Two patients met the laboratory criteria for Hy's Law and had concurrent elevations in ALT or AST >3 times the upper limit of normal and total bilirubin >2 times the upper limit of normal; these events were associated with cases of autoimmune hepatitis and hepatic failure. The median time to first onset of increased ALT or AST was 57 days (range: 1 to 1049).
Permanent discontinuation of VORANIGO was required for 2.9% of patients with ALT elevations, 1.6% of AST elevations, and 0.4% of GGT elevations. Dosage reductions of VORANIGO were required for 7% of patients with ALT elevations, 1.2% of AST elevations, and 0.4% of GGT elevations. Dosage interruptions were required in 14% of patients with ALT elevations, 6% of AST elevations, and 1.6% of GGT elevations.
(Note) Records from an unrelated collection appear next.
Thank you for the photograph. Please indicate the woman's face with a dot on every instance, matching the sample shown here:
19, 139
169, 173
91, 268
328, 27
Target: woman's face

Monitor liver laboratory tests (AST, ALT, GGT, total bilirubin and alkaline phosphatase) prior to the start of VORANIGO, every 2 weeks during the first 2 months of treatment, then monthly for the first 2 years of treatment, and as clinically indicated, with more frequent testing in patients who develop transaminase elevations.
Reduce the dose, withhold, or permanently discontinue VORANIGO based on severity [see Dosage and Administration (2.3) and Adverse Reactions (6.1)].
Embryo-Fetal Toxicity
Based on findings from animal studies, VORANIGO can cause fetal harm when administered to a pregnant woman. In animal embryo-fetal development studies, oral administration of vorasidenib to pregnant rats during the period of organogenesis caused embryo-fetal toxicities at doses ≥45 times the human exposure based on the area under the concentration-time curve (AUC) at the highest recommended dose. Oral administration of vorasidenib to pregnant rabbits during the period of organogenesis resulted in embryo-fetal toxicity at doses ≥8 times the human exposure based on the AUC at the highest recommended dose.
Advise pregnant women and females of reproductive potential of the potential risk to a fetus. Advise females of reproductive potential to use effective nonhormonal contraception during treatment with VORANIGO and for 3 months after the last dose, since VORANIGO can render some hormonal contraceptives ineffective [see Drug Interactions (7.2)]. Advise male patients with female partners of reproductive potential to use effective contraception during treatment with VORANIGO and for 3 months after the last dose [see Use in Specific Populations (8.1, 8.3)].